Ecosyste.ms: Awesome
An open API service indexing awesome lists of open source software.
https://github.com/yakdriver/regexache
Go regular expression cache
https://github.com/yakdriver/regexache
cache golang regular-expressions
Last synced: 11 days ago
JSON representation
Go regular expression cache
- Host: GitHub
- URL: https://github.com/yakdriver/regexache
- Owner: YakDriver
- License: mpl-2.0
- Created: 2023-08-21T18:03:35.000Z (about 1 year ago)
- Default Branch: main
- Last Pushed: 2024-07-24T15:34:17.000Z (4 months ago)

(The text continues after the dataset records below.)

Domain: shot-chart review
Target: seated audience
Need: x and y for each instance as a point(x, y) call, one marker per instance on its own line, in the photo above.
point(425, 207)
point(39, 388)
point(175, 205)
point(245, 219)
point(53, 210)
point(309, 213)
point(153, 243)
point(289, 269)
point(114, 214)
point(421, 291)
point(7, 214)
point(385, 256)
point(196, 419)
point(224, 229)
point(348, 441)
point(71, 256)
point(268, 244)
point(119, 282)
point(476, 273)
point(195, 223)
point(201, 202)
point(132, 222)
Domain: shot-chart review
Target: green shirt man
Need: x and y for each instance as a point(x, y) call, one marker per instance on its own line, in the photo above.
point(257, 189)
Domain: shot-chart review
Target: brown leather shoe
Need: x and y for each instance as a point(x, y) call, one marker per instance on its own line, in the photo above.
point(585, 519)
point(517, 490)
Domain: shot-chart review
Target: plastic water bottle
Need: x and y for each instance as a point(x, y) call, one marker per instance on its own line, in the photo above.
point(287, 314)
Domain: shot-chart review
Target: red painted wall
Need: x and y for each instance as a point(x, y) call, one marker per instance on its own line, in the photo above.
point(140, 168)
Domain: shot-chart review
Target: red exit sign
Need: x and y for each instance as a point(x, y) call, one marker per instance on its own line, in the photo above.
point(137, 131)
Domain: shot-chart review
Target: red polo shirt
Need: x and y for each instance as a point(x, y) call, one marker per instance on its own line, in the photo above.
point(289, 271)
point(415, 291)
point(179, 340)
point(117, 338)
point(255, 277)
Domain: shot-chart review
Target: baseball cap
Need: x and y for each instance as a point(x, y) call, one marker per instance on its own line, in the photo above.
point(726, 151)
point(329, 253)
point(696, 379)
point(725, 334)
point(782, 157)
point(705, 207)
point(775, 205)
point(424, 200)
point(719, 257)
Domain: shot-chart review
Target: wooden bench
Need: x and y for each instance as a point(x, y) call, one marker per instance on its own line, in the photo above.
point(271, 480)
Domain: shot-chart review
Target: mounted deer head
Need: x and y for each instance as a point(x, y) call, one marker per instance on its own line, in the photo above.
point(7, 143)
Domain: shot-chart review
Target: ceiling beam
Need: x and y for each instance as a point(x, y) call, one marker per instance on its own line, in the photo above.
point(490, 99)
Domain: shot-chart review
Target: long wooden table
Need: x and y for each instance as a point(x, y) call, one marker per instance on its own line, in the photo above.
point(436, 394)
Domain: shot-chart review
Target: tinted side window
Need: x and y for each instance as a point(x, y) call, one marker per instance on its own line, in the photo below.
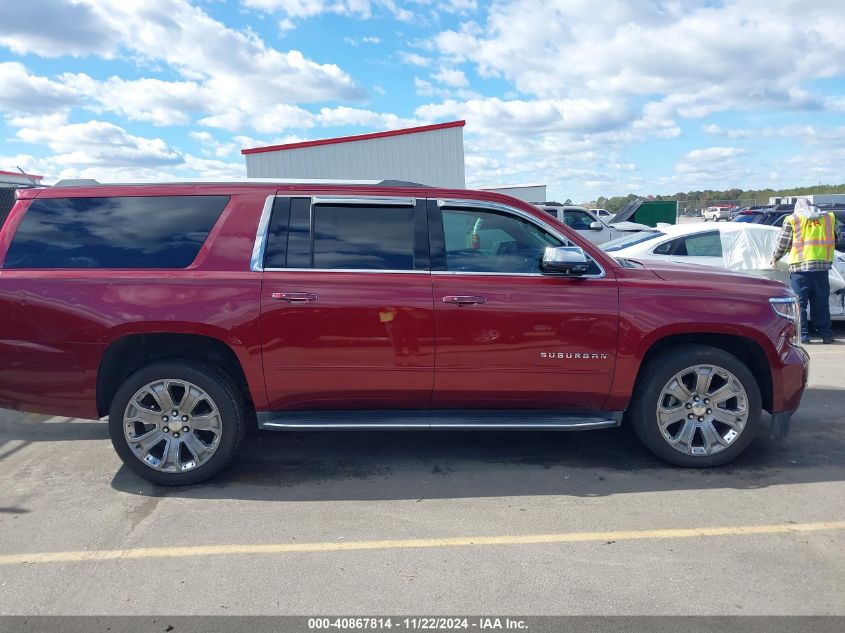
point(127, 232)
point(577, 220)
point(487, 241)
point(371, 238)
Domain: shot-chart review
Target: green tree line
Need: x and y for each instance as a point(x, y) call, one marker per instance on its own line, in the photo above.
point(704, 198)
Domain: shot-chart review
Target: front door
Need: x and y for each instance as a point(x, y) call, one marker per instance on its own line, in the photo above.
point(508, 336)
point(346, 306)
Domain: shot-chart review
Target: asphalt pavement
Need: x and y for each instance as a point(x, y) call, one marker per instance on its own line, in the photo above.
point(430, 522)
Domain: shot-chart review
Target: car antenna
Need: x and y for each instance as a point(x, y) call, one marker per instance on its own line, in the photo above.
point(32, 180)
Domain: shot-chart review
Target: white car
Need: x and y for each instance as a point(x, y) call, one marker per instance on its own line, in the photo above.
point(602, 214)
point(716, 213)
point(738, 246)
point(589, 226)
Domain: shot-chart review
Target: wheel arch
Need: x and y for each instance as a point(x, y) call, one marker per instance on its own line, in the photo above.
point(745, 349)
point(129, 353)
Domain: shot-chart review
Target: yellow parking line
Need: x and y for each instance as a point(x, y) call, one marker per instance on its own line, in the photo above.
point(459, 541)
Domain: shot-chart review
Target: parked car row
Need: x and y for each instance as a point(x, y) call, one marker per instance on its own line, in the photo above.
point(592, 227)
point(717, 212)
point(735, 246)
point(775, 215)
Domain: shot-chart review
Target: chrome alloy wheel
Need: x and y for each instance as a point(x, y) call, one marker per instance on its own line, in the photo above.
point(702, 410)
point(172, 425)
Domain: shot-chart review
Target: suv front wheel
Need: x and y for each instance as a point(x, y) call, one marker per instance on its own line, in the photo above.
point(176, 423)
point(696, 406)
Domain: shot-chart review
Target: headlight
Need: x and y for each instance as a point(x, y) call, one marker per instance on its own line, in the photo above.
point(787, 307)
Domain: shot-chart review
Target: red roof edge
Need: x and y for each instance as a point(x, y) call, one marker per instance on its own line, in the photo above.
point(20, 175)
point(357, 137)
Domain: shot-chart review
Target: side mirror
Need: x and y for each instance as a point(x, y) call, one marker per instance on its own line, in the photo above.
point(564, 260)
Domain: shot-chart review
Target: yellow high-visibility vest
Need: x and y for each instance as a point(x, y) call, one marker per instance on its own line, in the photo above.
point(812, 240)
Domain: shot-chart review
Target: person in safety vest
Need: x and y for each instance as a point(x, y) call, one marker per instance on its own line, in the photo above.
point(809, 236)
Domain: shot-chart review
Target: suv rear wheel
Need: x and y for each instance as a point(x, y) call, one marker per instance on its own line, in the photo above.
point(696, 406)
point(176, 422)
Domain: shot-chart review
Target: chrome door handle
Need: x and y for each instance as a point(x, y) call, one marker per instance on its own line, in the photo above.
point(295, 297)
point(464, 301)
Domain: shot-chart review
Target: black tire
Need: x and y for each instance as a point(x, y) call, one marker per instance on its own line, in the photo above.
point(658, 372)
point(217, 385)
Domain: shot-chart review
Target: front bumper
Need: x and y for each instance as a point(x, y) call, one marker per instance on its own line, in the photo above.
point(788, 382)
point(779, 428)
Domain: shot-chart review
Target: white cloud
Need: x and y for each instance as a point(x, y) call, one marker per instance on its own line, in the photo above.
point(560, 48)
point(414, 59)
point(22, 92)
point(494, 115)
point(153, 100)
point(301, 9)
point(212, 146)
point(230, 76)
point(53, 28)
point(100, 143)
point(451, 77)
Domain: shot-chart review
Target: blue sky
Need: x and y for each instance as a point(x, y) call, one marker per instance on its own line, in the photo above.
point(589, 98)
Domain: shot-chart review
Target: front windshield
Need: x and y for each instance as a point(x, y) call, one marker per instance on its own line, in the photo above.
point(629, 240)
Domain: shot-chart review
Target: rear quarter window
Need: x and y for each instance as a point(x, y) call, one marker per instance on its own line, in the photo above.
point(116, 232)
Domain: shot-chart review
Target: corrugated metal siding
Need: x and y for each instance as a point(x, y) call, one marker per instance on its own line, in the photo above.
point(431, 158)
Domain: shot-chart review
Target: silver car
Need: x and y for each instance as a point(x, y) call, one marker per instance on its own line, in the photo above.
point(591, 227)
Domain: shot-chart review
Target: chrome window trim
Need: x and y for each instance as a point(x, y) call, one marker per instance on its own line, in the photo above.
point(382, 201)
point(347, 270)
point(259, 248)
point(256, 262)
point(467, 203)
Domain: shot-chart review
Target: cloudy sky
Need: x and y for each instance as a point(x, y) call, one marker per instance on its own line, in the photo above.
point(591, 97)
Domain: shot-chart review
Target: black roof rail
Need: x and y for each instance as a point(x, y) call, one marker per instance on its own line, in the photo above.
point(400, 183)
point(77, 182)
point(90, 182)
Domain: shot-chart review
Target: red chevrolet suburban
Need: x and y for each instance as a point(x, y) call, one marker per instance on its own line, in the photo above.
point(184, 312)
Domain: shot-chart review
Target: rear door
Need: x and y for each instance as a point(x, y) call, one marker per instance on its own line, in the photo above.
point(346, 307)
point(508, 336)
point(581, 221)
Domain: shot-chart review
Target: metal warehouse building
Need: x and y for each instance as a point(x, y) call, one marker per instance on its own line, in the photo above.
point(430, 155)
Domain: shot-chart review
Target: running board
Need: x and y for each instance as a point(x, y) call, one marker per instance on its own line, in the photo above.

- Last Synced: 2024-10-06T22:21:48.771Z (about 1 month ago)
- Topics: cache, golang, regular-expressions
- Language: Go
- Homepage:
- Size: 35.2 KB
- Stars: 2
- Watchers: 1
- Forks: 2
- Open Issues: 0
-
Metadata Files:
- Readme: README.md
- License: LICENSE
Awesome Lists containing this project
README
# regexache
`regexache` is a thread-safe regular expression cache, providing a drop-in replacement for `regexp.MustCompile()` (`regexache` calls `regexp.MustCompile()` on your behalf to populate the cache). This special purpose cache specifically addresses regular expressions, which use a lot of memory. In a [project](https://github.com/hashicorp/terraform-provider-aws) with about ~4500 regexes, using `regexache` saved nearly 20% total memory use.
Unlike excellent caches, such as [go-cache](https://github.com/patrickmn/go-cache) or memcached, the calling code does not need to know anything about the cache or instantiate it, simply dropping in `regexache.MustCompile()` in place of `regexp.MustCompile()`. There are cons to this approach but for an existing large project, they may be outweighed by not needing to rework existing code (other than the drop in).
For projects with few regular expressions, caching is unlikely to improve memory use--stick with static use of `regexp.MustCompile()`. For projects with thousands of regular expressions, and especially untracked duplicates, using `regexache` can save significant memory.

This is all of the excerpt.